Though the dogs dominate—with Delaney Jones returning as the voice of pup Ali, Madison Pettis as the pup Lala, Emily Osment as pup Pep, with newcomers Logan Grove (Papi Jr.) and Kay Panabaker (Rosa) joining the litter, the humans are more of a presence this time around. Erin Cahill and Marcus Coloma reprise their roles as Rachael and Sam, married now and wanting a change of life . . . like, a movin’ on up Jefferson’s sort of change. So when Sam notices an ad for a sous chef at the swanky Royce restaurant at the Langham Hotel in Pasadena—real places, by the way—where they’re also in need of another landscape designer, the two of them interview. It doesn’t go well until the Langham honcho notices little Chloe and recognizes her pampered pedigree from previous dog shows and publicity. Would she be the “face” of their new ad campaign to attract owners with dogs to their hotel? The answer is yes, of course, but only on the condition that Rachael and Sam get hired, the puppies get to attend the hotel’s doggie school free of charge, and they all get to live on the premises.

Sound familiar? Well, at times it does feel a bit like “The Suite Life of Zack and Cody,” the Disney Channel sitcom about a pair of mischievous boys who get to stay at a hotel because their mother works there—only with puppies getting blamed for the mischief. The acting is certainly the same juggling of cute and over-the-top elements, and the complication, crisis, and resolution are just as pre-fab—no character development or scenic construction needed.

But Disney knows their audiences, if nothing else, and with the doggie movies it’s all about the dogs doing cute things and wearing cute costumes. And what could possibly be cuter than having dogs plan a quinceañera for downcast Rosa to show her that Papi believes in her and thinks she’s all grown up? Besides, it gives Papi something to do, since his role as “home schooler” has been rendered obsolete by the puppy school and chief dog instructor Oscar (Jake Busey) and an overly perky human doggie day caregiver (Briana Lane). And it gives everyone a third-act party.

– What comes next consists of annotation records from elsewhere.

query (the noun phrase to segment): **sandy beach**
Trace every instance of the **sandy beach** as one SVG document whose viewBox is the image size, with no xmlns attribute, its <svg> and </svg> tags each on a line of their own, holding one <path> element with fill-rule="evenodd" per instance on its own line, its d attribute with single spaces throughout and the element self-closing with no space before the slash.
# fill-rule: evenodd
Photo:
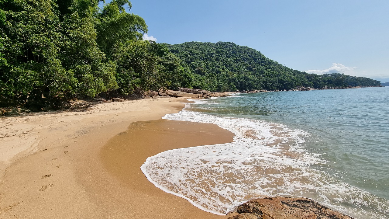
<svg viewBox="0 0 389 219">
<path fill-rule="evenodd" d="M 140 170 L 163 151 L 232 141 L 215 125 L 161 118 L 186 101 L 0 118 L 0 218 L 226 218 L 164 192 Z"/>
</svg>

There are echoes of the first “Beverly Hills Chihuahua” in that “Uncle” Pedro (Ernie Hudson), who looks to be a good-hearted pit bull but with a menacing smile, finds his love-meter rising when a rich woman (Frances Fisher) brings her fancy show dog to the hotel. And the villainy is pure live-action Disney, with several hotel employees trying to sabotage the Langham and get her and other guests to leave.

But as “elevated” as the writing is this time around (and believe me, I say that comparatively speaking), it’s still formulaic fluff that will appeal mostly to children and dog lovers.

“BHC3” comes to Blu-ray via an AVC/MPEG-4 transfer and is presented in 1.78:1 widescreen. I saw no compression issues, and everything is sharp and clear and bright and visually peppy—just what the veterinarian ordered.

The audio is an English DTS-HD MA 5.1, with additional options in French and Spanish Dolby Digital 5.1 and subtitles in English SDH, French and Spanish. There’s not as much rear-action ambient sound as I would have expected in the quiet scenes—only in the more raucous ones. Other than that, the dialogue and music and effects are nicely mixed.

There’s not much in the way of extras—just a six-minute “Hangin’ with Papi” in-character on-the-set slash “I love working with him” featurette that’s mildly humorous. Aside from that, there are just two music videos, an English and Spanish version of “Living Your Dreams,” performed by Disney Channel’s Raini Rodriguez (“The Suite Life of Zack & Cody,” “Austin & Ally”).

This combo pack also includes a DVD version of the film and a Digital Copy plus a coupon good for a free plush toy (shipping and handling not included).

Bottom line:
If you liked “Beverly Hills Chihuahua,” you’ll like this second sequel more than the first. It felt like the filmmakers just tried harder this time around, and that’s something I appreciate . . . even in furry fluff like this.